In practice, the techniques described in this step are not limited to visualization techniques or simple basic statistics. Other techniques and methods, such as modeling, clustering, classification, etc., may also be useful for exploratory analysis. However, the statistical and technical context is not enough; you must have a good understanding of the business and be able to recognize whether the results of the models are meaningful and relevant.

6.3.5. Modeling

Now that you have completed the data mining phase and understood the data you have prepared, it is time to move on to the next phase: the model creation phase. This model will be based on a data-set that is representative of the phenomenon (problem) you are trying to model.

This phase is much more specific than the exploratory phase, because you know what you are looking for and what you want to achieve. The construction of the model therefore depends on the available data and the techniques you wish to use.

It should be noted here that when you obtain this model, you will also need to analyze the questions below:

• – does the model really answer the initial questions (objectives) and how?
• – can I easily implement it to explain the phenomenon under study?
• – are there any constraints or considerations that you have not taken into account?

If your model can answer these kinds of questions, then you probably have a model that can reach productive conclusions.

Before making the model operational, you must assess the quality of the model, in other words, its ability to accurately represent your initial problem. This will ensure that it meets the objectives formulated at the beginning of the process. This assessment also contributes to the decision to deploy the model or, if necessary, to improve it.
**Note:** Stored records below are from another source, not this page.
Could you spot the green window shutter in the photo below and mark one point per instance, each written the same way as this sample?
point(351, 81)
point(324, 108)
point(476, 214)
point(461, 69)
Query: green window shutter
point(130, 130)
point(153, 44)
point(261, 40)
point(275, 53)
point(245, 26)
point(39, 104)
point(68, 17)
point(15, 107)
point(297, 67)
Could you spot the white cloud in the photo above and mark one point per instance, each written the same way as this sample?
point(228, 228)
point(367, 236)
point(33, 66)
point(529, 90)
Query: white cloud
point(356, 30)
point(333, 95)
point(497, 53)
At this stage, the robustness and accuracy of the models obtained are tested.

6.3.6. Deployment

By following the previous steps of the data analysis process, you are making better decisions for your project. At this point, we can say that the choices have been guided and oriented by the data you have collected and prepared, explored and analyzed in a robust way. By performing the various tests, your model becomes more accurate and relevant. This means that you will make informed decisions to manage your business effectively. The emphasis put on the end-use is therefore one of the key factors in the data analysis process.

With clear data in place and a good understanding of the content, you will be able to create one or more models in order to make better forecasts, rank your priorities or better understand the phenomenon you modeled. Once you have acquired it, your model will be ready to be presented. This involves planning the deployment of your model, its monitoring and maintenance.

The deployment can therefore range from the simple generation of a report describing the knowledge acquired, to the implementation of an application allowing the use of the model obtained, for the prediction of unknown values of an element of interest (Sedkaoui 2018b).

At this point, you may think you have reached the end of the process flow, but this is not the case. Because it is during this stage that your general skills will be most useful and extremely important. If you have done things right, you now have an operational model and stakeholders.

This last step involves using the results of your data analysis process to determine the best course of action. This process may seem a little abstract at the moment, but we will deal with all these points in detail in the last part of this book. You will see a great commonality between all these steps.